In today’s NY Times Well Blog(http://well.blogs.nytimes.com/2011/10/06/so-doc-how-much-time-i-got/#more-61357), Dr. Danielle Ofri writes about the difficulty of informing a patient of his cancer’s lethality. She’s not the only doc who recognizes how hard this can be.
Part of the problem is that although we adults are aware of our mortality, we deny it most of our lives. On his deathbed, William Saroyan said, “I’ve always known I was going to die, but I thought in my case they might make an exception.”
In my practice, facilitating cancer support groups, new members often ask me if they’re going to die.

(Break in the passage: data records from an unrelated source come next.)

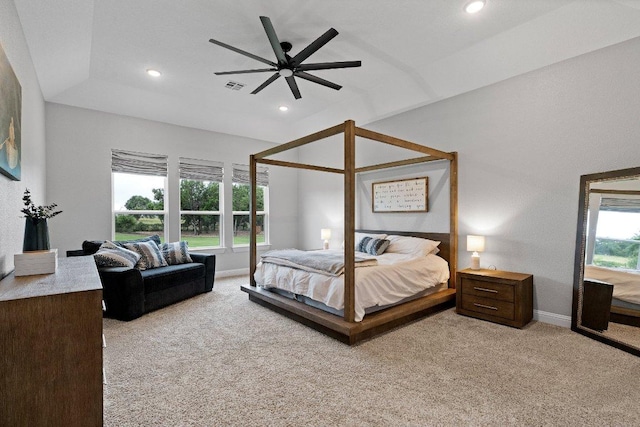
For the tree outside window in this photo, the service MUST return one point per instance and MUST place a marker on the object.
(242, 216)
(200, 216)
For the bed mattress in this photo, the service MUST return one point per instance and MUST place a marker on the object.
(395, 278)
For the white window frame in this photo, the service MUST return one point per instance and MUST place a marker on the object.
(240, 176)
(163, 212)
(219, 212)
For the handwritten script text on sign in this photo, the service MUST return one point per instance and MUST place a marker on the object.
(400, 196)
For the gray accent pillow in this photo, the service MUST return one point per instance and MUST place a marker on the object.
(150, 255)
(176, 252)
(110, 255)
(372, 246)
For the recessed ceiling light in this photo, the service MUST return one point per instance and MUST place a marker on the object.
(474, 6)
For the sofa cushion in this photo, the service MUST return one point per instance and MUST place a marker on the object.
(90, 247)
(150, 255)
(176, 252)
(162, 278)
(110, 255)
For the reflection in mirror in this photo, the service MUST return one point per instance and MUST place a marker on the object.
(607, 269)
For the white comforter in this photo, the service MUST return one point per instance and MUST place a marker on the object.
(626, 284)
(397, 276)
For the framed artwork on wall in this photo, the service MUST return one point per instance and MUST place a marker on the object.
(403, 195)
(10, 120)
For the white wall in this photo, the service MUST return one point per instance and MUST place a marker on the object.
(79, 174)
(523, 144)
(32, 141)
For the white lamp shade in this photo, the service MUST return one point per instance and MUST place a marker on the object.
(475, 243)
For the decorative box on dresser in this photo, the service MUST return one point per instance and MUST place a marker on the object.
(51, 347)
(498, 296)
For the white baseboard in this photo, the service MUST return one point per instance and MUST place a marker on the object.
(231, 273)
(552, 318)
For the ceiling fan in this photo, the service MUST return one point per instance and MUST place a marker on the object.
(287, 66)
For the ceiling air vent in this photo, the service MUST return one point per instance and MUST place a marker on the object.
(234, 85)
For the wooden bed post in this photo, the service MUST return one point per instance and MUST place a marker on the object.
(453, 219)
(253, 222)
(349, 219)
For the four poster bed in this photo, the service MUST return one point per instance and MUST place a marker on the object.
(417, 275)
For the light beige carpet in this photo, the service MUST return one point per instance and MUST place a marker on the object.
(221, 360)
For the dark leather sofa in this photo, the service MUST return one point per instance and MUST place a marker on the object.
(129, 293)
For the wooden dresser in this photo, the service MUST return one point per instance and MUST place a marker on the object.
(51, 347)
(498, 296)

I answer, “Of course.” What else can I say?
They respond, “Oh, I know that, but will I die from this?”
Here’s how the kindest oncologist I know answers that question: “I don’t know if you’ll die from this, but I do think you’ll live with it the rest of your life.”

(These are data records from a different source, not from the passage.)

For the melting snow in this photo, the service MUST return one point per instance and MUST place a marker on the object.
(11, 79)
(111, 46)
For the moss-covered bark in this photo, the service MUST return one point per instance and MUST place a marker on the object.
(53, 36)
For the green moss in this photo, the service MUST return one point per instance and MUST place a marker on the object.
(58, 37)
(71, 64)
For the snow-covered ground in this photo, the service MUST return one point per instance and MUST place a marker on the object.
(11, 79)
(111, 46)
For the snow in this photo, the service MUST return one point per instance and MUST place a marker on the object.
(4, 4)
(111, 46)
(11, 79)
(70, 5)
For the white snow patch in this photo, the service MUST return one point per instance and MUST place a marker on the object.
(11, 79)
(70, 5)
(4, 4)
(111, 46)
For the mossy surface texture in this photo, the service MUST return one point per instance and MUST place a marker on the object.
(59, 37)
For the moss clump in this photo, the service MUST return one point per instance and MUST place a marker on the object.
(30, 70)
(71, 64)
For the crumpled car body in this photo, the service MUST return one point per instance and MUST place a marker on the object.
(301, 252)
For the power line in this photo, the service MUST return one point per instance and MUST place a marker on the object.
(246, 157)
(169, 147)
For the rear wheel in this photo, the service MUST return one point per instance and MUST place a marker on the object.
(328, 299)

What a positive, creative way to frame bad news! Accentuating “the rest of your life,” it simultaneously affirms finiteness and possibility. In an ideal world, frank acceptance of mortality would be a general cultural value. Whether we’ve been diagnosed or not, the sword continually hangs over our heads, poking us to do what we need to do. I can’t put it any better than now-departed Steve Jobs:
“Remembering that I’ll be dead soon is the most important tool I’ve ever encountered to help me make the big choices in life. Because almost everything—all external expectations, all pride, all fear of embarrassment or failure—these things just fall away in the face of death, leaving only what is truly important. Remembering that you are going to die is the best way I know to avoid the trap of thinking you have something to lose. You are already naked.”